This kind of thing is problematic from a Rails perspective because of the way image uploads work. One strategy to make it work better is:
- Make a sub-form for your image upload, possibly using swfupload to make it more streamlined.
- Create a model to receive your uploads that includes some randomized access key used to retrieve and link it. Paperclip handles the attached file.
- Use AJAX to populate your main form by inserting a hidden field, or potentially a visible check-box element with the appropriate unique_key, when the subform finishes.
A typical model looks something like this:
class Avatar < ActiveRecord::Base
has_attached_file :image
# ... Additional Paperclip options here
before_validation :assign_unique_key
belongs_to :user
def to_param
self.unique_key
end
protected
def assign_unique_key
return if (self.unique_key.present?)
self.unique_key = Digest::SHA1.hexdigest(ActiveSupport::SecureRandom.random_number(1<<512).to_s)
end
end
The reason for the unique_key field is so that you can link this in to the form of a potentially unsaved record.
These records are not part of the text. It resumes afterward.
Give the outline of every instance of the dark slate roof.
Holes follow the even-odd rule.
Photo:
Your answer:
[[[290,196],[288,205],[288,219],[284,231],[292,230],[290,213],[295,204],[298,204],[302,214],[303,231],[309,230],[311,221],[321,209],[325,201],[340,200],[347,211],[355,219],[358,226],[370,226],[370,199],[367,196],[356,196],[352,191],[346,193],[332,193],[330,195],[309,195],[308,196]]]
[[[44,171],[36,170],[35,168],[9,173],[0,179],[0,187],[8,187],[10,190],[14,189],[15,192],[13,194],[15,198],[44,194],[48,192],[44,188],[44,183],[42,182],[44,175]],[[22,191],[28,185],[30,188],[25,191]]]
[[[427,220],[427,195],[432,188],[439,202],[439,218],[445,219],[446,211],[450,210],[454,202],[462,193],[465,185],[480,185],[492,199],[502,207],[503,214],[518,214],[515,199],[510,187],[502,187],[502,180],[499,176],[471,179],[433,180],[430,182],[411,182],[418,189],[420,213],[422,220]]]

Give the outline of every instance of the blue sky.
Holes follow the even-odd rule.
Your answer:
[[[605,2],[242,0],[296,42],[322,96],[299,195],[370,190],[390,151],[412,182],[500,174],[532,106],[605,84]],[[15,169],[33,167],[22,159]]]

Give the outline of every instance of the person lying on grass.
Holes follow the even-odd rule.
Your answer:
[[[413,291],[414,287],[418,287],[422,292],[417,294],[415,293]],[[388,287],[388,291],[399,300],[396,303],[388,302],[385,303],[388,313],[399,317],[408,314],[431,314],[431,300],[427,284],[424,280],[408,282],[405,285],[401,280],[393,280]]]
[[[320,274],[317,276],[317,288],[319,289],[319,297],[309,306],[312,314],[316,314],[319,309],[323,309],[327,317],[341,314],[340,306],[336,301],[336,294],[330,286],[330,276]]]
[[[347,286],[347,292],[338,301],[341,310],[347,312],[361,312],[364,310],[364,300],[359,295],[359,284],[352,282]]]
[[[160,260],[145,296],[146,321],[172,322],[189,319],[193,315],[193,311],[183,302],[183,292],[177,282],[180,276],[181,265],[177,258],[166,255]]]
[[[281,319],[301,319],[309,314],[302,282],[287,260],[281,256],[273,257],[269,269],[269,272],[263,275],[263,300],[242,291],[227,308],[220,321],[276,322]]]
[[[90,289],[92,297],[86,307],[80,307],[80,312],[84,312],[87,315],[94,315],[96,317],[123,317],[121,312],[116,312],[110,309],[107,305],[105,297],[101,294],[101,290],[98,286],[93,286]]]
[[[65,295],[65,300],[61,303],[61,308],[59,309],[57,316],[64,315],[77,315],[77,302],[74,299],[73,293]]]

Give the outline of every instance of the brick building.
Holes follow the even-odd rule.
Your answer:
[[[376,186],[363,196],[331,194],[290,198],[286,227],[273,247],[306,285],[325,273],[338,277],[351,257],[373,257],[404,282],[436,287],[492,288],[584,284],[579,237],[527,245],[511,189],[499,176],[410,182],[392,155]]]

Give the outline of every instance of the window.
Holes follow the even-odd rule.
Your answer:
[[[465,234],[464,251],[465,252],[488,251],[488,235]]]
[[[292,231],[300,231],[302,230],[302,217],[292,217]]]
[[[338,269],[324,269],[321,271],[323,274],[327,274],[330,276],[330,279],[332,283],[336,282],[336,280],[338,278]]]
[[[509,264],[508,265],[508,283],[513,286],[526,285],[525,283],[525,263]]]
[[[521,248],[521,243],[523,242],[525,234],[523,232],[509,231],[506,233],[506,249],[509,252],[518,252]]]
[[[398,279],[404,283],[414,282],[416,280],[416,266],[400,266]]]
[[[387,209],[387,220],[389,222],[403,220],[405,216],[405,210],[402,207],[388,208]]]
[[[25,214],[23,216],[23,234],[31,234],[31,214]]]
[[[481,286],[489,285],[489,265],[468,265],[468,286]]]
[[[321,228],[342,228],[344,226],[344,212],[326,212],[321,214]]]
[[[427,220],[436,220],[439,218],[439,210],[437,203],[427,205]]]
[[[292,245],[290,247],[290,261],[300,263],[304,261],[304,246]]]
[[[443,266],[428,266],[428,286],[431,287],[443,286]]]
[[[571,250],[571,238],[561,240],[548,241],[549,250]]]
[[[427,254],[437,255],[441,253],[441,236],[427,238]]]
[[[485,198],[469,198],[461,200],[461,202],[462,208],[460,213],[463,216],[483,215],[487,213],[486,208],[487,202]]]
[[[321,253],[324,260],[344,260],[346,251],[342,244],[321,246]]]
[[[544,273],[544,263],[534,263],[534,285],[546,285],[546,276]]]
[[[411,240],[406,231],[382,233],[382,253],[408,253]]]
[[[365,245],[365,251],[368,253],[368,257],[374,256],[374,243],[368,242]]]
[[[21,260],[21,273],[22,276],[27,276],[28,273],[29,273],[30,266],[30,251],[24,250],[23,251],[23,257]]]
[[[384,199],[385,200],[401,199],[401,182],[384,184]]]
It is advantageous to use the unique_key instead of id when putting it in URLs since it is hard to tell if a user should be able to see this picture or not when it is uploaded since the owner user may not yet be assigned.
This also prevents curious people from altering some kind of sequential, easily guessable ID in your URL and seeing other avatars that have been uploaded.
You can retrieve the final resized thumbnail URL for the Avatar as you would any model at this point.
You can easily strip out the parameters on receipt and translate back to Avatar ID numbers:
# If an avatar_id parameter has been assigned...
if (params[:user][:avatar_id])
# ...resolve this as if it were a unique_key value...
avatar = Avatar.find_by_unique_key(params[:user][:avatar_id])
# ...and repopulate the parameters if it has been found.
params[:user][:avatar_id] = (avatar && avatar.id)
end
# ... params[:user] used as required for create or update
As people upload and re-upload images, you will eventually have a large number of orphaned records that are not actually used anywhere. It is simple to write a rake task to purge all of these after a reasonable amount of time has passed. For example:
task :purge_orphan_avatars => :environment do
# Clear out any Avatar records that have not been assigned to a particular
# user within the span of two days.
Avatar.destroy_all([ 'created_at<? AND user_id IS NULL', 2.days.ago ])
end
Using destroy_all should have the effect of purging all Paperclip material as well.